そもそも、このソーシャル上でのネットマーケティング支援というのは熱い分野であり、最近だとGoogleがWildfireという会社を2億5000万ドル(日本円で200億円くらい)で買収していたりするのだ。

Google、Wildfireを買収―Google+に加えてFacebookとTwitter向けマーケティング・サービス開始へ

Crocosというのは基本的にエンジニア集団だ。抜群に優秀なメンバーたちだったが、Crocosという会社がどういう実態だったかというものはあまり知られていない。優秀だが、ビジネスについての理解がまだ乏しい20代中盤のエンジニアたちが、なぜ1年半という短い期間で会社を立ち上げ、拡大し、最終的にExitできたのか、というところは謎に包まれているのではないだろうか。
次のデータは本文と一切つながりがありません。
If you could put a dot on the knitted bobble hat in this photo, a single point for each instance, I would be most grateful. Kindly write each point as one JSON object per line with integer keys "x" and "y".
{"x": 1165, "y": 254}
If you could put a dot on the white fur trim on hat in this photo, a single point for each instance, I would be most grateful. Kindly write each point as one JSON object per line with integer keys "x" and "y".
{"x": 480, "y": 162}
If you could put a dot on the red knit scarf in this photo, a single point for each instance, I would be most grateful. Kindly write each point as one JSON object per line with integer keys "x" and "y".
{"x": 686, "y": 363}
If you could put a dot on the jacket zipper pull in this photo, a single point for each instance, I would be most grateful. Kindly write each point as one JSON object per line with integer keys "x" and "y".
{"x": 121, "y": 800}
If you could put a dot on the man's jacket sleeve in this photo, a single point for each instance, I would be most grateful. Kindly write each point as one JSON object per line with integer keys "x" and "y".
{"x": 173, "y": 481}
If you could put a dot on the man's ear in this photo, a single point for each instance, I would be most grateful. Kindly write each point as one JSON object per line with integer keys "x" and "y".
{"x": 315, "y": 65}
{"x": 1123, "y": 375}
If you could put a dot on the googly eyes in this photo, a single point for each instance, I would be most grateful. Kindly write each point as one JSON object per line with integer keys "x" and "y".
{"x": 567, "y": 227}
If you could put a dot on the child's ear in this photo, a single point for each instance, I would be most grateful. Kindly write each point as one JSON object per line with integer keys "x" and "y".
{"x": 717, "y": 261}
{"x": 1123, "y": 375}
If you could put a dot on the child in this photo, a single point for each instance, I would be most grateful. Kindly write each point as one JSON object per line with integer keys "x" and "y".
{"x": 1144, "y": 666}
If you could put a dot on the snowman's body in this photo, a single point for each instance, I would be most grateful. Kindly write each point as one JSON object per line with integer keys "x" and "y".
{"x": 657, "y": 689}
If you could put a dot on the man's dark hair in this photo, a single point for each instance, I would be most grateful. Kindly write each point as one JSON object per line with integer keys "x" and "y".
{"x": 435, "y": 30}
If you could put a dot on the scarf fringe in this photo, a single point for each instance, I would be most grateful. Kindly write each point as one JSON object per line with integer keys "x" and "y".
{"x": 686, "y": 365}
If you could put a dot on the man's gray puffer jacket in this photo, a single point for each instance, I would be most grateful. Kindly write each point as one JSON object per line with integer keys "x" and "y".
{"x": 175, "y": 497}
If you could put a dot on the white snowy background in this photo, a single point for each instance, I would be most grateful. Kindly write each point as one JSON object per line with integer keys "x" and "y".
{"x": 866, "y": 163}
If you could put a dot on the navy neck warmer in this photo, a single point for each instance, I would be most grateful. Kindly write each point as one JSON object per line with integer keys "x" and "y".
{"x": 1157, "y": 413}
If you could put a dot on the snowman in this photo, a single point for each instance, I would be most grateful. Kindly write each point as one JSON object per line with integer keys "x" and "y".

実は、Crocosという会社ができたのは、CTOをやっていたSotarokという人物が僕のサービスに攻撃をしてきたのがきっかけだったのだ。そういう意味では、僕もCrocosの設立に少しながら関わっていることになる。

というわけで、なかなか表にでないこのエピソードを外に出す責任があるのではないかと思い、筆をとった。

きっかけ


Sotarokとの出会いのきっかけは僕の作っていた、「ミルフィール」というサービスだ。

これはデザインからプログラムまですべて一人でやろうと思って作ったサービスだ。僕はプログラマーではなく、コードがかけなかったのだが、いわゆる自分のプロフィールページ+掲示板を持て、お互いにフォローできるというTwitter+掲示板のようなサービスを作りたくて、勉強から始めた。

だいたい2ヶ月くらいして、今のミルフィールの形が出来上がり、僕は公開をした。

しかし、そこは素人プログラマーの弱いところで、あらゆるところに脆弱性があった。それに目をつけたのがsotarokと仲間たちである。脆弱性といっても、非常に基本的なところであり、彼らからしたらお遊び程度だったのだが、初級プログラマーだった僕は焦りながら対応をした覚えがある。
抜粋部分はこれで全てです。